Paul Yule tells the story of the divorce in The Photographer, His Wife, Her Lover, a fairly sensationalist video-shot documentary that weighs the memories of Link's friends and supporters against rebuttals from Mendoza, her lawyer, and the locomotive restorer she slept with for years behind Link's back. Yule has a reputation for making movies about American grotesquerie, but aside from some unnecessarily ominous music and a few first-person interjections, The Photographer, His Wife, Her Lover stays pretty neutral. Instead, Yule plays up the mystery, jumping from the comments of friends who remember Link as a raging bigot and misanthrope—a "nut," according to one—to the glowing reminiscences of the New York prosecutors who helped put Mendoza away for stealing her ex-husband's prints.
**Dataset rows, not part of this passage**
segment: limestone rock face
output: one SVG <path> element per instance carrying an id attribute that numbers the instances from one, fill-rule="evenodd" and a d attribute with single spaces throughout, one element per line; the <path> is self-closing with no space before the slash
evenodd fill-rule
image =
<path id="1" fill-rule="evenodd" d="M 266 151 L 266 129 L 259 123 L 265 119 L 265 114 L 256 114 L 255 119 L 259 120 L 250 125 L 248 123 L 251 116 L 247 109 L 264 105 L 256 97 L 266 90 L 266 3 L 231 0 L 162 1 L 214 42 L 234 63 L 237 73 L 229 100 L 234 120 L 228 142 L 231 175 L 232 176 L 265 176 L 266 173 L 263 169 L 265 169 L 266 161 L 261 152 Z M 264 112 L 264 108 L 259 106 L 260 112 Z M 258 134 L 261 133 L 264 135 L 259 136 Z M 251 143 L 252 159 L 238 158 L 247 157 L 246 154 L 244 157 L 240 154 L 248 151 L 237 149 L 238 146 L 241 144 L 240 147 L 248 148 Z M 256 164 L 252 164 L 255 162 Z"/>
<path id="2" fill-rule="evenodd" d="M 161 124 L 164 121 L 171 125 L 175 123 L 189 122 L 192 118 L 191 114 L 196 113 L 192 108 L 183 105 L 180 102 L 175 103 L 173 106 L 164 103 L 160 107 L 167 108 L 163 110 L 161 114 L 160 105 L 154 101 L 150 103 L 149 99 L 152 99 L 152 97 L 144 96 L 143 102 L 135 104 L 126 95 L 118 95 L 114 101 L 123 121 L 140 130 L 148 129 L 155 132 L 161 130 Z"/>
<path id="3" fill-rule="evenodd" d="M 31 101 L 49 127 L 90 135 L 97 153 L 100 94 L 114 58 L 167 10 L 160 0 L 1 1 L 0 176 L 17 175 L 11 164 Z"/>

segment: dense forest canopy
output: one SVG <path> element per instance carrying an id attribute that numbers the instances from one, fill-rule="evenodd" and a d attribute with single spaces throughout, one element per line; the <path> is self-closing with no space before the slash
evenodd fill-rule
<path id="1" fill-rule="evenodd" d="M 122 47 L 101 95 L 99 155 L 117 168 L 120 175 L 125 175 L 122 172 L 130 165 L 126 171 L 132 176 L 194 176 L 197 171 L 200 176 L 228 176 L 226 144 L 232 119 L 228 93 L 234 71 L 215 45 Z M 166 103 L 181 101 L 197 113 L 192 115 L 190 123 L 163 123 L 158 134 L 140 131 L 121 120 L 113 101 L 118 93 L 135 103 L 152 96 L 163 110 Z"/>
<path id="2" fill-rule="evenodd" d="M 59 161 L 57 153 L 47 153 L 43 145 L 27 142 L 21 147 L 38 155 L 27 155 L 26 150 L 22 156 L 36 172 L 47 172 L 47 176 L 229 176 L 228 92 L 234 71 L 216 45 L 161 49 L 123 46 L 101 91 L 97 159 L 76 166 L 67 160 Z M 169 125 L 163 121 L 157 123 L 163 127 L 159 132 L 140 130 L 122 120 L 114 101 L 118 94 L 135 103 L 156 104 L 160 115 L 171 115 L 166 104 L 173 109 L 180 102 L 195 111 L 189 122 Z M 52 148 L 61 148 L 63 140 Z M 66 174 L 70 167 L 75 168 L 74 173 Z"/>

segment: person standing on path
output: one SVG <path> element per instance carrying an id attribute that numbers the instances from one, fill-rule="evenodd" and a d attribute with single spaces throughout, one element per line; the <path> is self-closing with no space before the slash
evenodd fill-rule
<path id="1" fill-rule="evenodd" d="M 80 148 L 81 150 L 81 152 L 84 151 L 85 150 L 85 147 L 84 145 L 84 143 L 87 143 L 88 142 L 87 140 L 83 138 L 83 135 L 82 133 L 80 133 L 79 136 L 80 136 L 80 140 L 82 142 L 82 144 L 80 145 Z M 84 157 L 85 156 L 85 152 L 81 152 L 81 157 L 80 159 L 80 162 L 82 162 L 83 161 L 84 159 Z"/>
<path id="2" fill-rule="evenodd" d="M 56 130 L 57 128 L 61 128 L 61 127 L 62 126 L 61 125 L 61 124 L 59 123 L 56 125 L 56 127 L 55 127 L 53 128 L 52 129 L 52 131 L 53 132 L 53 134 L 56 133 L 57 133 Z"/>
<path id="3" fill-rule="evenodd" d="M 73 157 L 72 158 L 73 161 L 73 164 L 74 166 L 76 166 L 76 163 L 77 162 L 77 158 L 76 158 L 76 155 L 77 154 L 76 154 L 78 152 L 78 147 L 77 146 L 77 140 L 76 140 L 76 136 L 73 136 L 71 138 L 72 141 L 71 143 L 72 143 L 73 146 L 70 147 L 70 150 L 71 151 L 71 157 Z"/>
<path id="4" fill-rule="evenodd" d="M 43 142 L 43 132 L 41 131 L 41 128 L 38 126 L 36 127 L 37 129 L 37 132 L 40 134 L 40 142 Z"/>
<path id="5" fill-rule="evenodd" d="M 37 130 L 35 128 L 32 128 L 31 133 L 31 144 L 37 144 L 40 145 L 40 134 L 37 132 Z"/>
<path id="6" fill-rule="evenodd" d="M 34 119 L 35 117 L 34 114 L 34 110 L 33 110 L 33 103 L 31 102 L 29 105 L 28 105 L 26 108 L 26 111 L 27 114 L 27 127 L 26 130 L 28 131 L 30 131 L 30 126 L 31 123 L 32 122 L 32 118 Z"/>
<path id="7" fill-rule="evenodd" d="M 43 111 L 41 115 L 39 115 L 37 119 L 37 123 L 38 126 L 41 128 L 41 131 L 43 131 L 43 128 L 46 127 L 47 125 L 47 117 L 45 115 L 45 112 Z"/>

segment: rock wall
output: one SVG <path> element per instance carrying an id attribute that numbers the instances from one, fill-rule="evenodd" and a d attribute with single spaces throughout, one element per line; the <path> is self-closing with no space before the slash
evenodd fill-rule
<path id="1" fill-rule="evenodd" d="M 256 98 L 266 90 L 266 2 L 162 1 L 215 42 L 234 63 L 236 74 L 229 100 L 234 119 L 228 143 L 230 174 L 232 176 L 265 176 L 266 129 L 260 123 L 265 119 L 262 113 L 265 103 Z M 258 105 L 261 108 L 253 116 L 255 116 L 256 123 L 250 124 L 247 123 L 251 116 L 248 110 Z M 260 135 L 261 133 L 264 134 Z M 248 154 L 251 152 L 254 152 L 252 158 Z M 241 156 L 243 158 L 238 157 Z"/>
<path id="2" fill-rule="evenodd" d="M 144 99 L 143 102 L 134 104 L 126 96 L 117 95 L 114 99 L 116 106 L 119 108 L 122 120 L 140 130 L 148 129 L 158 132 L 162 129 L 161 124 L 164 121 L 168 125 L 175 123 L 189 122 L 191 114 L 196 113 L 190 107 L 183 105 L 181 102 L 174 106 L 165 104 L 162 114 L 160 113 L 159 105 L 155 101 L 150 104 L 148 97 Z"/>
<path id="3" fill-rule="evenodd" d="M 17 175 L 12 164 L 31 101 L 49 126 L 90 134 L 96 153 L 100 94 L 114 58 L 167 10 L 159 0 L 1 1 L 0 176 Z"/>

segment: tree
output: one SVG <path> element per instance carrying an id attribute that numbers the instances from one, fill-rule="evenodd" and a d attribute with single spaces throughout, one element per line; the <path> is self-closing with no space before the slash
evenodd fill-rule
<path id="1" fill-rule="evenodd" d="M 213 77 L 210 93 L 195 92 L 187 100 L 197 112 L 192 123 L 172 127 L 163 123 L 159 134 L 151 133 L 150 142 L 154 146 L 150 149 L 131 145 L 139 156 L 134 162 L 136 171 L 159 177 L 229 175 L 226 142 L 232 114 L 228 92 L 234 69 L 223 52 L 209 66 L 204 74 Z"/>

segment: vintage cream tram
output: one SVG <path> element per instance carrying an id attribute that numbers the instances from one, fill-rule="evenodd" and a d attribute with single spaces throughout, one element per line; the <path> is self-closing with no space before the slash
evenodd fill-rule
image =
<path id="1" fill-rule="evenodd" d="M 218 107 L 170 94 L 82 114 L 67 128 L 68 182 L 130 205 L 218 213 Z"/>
Yule's preoccupation with legal details keeps him from delving enough into the vagaries of the photography market, aside from noting the irony that Mendoza is largely responsible for the value of the prints she stole. But the movie does poke tantalizingly at the very idea of an open-and-shut case. Both Mendoza and her accusers agree generally on the facts of what happened with her marriage and her theft, but they disagree on what those facts mean. It's sort of like how two people can look at the same photograph, and one can see a record of a place and time, while another can see art.